• Ah si Versailles me laissait comté !J’aime bien le luxe, j’aime bien le confort luxueux. Je ne sais pas d’où cela vient, mais quand j’apprécie quelque chose comme un bijou, des escarpins, un sac, un meuble… c’est toujours d’un prix exorbitant, enfin en tout cas prohibitif pour ma bourse, fût-elle en soie ou en ce que l’on appelle cuir synthétique.

    Je vois un tableau dans une petite galerie, et hop, le prix s’envole vertigineusement vers un horizon que je ne pourrais atteindre sans braquer une banque, ce qui en ce moment n’est peut être par la meilleure des solutions.
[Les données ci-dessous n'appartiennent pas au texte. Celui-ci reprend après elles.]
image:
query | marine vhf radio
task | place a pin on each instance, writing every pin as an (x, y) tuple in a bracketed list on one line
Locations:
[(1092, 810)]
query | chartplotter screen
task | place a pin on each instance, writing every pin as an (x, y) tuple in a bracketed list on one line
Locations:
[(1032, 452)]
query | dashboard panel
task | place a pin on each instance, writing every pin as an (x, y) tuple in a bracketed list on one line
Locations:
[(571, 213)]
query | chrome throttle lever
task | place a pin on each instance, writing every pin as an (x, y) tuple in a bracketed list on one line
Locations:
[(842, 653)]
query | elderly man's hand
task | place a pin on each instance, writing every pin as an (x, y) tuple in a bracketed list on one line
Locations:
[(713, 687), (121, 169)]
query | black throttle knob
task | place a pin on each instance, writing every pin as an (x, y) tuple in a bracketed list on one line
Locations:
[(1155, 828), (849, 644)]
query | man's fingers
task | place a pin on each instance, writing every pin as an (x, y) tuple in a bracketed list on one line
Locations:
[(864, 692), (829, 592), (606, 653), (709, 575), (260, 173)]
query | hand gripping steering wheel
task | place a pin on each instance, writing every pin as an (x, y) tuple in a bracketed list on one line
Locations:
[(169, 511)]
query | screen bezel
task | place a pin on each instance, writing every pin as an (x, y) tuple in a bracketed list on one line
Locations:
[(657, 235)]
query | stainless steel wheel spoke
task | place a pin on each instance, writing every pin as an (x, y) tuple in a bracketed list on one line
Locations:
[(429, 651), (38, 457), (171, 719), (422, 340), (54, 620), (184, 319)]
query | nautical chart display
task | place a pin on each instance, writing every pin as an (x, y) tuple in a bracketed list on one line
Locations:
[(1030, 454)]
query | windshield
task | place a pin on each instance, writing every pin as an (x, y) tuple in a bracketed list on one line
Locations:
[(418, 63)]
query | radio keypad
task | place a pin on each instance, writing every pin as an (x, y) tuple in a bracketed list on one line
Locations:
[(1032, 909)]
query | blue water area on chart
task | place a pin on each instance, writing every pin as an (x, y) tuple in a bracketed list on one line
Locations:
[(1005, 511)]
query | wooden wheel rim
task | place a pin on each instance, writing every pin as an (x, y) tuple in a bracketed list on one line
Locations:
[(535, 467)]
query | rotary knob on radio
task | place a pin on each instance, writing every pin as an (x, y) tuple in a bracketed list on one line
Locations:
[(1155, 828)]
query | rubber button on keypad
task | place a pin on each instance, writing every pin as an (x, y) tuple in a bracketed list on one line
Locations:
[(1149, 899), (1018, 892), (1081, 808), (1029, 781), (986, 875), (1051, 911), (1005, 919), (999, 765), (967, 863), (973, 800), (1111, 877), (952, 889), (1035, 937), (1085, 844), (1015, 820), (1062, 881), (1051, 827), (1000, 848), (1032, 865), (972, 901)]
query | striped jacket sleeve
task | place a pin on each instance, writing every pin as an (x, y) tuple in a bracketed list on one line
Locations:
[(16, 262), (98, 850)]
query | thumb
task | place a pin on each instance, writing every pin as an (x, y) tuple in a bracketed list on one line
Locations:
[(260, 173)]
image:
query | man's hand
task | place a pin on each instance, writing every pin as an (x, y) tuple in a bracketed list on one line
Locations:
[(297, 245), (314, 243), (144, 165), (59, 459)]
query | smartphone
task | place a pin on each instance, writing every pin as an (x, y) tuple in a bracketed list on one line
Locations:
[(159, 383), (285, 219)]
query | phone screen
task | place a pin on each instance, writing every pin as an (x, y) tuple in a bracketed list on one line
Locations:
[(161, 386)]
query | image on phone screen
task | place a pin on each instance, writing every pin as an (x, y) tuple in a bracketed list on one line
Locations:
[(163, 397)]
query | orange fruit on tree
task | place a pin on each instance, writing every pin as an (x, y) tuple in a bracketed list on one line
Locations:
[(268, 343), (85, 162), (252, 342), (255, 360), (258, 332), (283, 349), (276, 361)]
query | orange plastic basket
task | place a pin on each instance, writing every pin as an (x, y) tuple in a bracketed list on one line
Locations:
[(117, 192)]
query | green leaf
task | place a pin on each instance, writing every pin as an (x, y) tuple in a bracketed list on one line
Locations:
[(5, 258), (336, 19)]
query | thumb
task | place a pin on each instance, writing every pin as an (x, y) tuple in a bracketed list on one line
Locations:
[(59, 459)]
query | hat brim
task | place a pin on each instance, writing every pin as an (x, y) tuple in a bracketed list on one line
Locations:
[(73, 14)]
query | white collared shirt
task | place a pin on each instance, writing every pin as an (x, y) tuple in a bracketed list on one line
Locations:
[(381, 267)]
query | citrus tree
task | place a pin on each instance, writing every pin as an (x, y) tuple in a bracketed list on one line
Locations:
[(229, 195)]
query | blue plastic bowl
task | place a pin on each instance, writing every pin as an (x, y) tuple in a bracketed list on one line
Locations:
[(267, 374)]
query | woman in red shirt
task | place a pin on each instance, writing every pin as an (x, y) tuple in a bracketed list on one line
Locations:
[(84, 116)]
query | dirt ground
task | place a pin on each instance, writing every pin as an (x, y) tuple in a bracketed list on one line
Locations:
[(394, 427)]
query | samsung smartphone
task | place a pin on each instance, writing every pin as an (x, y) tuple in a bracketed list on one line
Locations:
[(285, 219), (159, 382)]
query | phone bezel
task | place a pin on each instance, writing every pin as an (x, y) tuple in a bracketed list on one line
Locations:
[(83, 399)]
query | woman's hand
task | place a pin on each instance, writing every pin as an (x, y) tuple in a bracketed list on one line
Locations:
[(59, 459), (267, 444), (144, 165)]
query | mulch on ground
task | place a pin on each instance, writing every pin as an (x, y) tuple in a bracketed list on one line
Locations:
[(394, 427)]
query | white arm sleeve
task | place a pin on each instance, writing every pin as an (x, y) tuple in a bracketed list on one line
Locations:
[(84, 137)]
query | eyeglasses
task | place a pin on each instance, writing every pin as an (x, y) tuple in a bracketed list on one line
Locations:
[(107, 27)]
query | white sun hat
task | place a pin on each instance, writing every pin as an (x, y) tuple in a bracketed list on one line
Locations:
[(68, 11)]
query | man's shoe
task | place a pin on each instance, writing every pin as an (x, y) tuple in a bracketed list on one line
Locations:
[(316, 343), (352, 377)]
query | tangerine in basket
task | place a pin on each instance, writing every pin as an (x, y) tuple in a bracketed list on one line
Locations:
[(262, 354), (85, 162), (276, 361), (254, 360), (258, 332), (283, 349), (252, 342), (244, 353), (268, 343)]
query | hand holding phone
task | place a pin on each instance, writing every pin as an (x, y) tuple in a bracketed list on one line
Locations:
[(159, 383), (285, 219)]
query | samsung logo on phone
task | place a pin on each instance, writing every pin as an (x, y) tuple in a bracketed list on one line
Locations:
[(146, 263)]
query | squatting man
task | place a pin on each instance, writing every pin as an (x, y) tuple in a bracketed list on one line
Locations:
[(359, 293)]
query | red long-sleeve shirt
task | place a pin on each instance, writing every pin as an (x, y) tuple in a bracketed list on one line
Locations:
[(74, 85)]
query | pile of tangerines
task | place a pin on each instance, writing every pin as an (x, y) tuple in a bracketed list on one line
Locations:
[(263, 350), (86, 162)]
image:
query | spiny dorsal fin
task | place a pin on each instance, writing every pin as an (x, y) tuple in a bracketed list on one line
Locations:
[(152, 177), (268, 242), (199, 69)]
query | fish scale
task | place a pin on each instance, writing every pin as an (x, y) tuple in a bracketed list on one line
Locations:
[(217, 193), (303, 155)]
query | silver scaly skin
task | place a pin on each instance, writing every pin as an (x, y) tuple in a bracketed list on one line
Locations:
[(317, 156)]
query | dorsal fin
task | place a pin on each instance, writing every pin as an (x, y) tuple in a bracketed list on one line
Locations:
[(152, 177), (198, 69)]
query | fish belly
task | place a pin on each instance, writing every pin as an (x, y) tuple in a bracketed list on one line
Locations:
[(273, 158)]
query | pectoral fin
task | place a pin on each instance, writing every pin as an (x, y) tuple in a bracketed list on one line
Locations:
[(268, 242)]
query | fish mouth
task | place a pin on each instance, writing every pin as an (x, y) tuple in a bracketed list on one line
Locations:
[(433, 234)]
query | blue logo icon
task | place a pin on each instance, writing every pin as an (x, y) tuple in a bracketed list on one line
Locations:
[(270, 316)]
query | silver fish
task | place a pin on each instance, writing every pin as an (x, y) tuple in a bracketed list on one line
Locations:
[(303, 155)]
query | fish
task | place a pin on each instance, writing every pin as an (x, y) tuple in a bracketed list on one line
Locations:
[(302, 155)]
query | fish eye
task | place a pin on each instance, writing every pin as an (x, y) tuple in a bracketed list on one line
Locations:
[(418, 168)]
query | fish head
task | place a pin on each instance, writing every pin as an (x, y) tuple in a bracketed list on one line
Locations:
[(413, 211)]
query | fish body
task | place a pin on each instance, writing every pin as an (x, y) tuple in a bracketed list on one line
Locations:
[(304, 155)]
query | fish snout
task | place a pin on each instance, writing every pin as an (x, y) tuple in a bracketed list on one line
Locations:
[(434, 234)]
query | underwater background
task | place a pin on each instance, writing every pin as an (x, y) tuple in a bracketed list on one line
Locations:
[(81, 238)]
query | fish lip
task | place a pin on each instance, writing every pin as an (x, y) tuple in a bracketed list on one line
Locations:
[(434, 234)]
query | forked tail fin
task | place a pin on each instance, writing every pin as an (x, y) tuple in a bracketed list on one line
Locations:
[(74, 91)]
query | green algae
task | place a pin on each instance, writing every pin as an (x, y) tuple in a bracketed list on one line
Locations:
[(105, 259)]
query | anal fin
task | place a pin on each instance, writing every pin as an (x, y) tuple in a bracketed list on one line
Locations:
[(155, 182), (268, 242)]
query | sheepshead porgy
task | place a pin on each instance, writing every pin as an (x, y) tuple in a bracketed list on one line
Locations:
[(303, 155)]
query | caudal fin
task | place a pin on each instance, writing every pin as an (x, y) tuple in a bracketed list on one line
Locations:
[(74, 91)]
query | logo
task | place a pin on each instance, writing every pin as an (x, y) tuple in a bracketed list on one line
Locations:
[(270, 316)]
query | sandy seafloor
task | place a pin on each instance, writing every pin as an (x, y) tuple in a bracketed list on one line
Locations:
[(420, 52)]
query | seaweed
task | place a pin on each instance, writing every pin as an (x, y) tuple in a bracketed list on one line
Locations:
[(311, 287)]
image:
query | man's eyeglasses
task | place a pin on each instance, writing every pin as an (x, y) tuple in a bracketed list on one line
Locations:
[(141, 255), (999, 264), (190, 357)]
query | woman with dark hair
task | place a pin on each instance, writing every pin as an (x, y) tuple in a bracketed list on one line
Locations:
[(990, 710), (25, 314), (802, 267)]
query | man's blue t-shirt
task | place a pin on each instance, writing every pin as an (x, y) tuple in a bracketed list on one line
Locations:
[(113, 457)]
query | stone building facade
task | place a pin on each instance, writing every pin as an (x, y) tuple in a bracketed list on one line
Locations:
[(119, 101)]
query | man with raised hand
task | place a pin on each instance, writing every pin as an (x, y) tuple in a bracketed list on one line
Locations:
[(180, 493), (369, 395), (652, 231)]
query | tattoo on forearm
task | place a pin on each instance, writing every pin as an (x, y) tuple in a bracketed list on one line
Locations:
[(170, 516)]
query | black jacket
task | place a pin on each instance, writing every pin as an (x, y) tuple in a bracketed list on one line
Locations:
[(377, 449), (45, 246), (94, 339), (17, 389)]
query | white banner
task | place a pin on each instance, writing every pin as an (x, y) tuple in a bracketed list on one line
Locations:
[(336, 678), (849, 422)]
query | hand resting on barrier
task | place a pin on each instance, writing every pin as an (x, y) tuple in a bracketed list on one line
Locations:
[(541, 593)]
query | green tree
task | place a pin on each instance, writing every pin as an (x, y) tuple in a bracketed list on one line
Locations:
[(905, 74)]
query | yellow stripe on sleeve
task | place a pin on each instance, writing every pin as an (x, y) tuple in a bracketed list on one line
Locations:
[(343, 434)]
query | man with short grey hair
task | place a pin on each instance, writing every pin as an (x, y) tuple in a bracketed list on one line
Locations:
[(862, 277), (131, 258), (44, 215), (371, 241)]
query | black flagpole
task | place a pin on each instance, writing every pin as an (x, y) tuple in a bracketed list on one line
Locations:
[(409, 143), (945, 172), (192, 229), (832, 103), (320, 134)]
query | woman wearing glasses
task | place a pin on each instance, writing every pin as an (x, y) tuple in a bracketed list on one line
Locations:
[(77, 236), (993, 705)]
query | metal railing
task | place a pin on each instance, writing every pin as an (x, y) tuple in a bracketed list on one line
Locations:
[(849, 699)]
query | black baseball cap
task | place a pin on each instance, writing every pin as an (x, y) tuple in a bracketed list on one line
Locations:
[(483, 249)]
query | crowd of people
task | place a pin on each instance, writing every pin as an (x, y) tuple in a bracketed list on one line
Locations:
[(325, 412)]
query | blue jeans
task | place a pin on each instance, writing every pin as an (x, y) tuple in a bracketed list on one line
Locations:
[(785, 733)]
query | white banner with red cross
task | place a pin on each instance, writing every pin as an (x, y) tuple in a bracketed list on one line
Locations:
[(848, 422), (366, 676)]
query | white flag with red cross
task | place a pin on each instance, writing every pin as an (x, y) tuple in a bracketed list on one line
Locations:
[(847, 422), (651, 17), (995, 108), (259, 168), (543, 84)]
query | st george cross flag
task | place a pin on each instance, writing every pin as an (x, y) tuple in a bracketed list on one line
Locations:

    Je passe devant un magasin de lingerie et sans même avoir pu voir l’étiquette qui me désarçonnera, je choisis ce si jolie modèle d’un rose poudre agrémenté d’une dentelle ivoire, un nœud de satin au milieu, et cette culotte un peu à l’ancienne, légèrement froufroutante… et oh ! mon dieu, l’ensemble si convoité à me damner… se retrouve condamné séance tenante sous peine de me voir ruinée en moins de temps qu’il me faudrait pour le dire.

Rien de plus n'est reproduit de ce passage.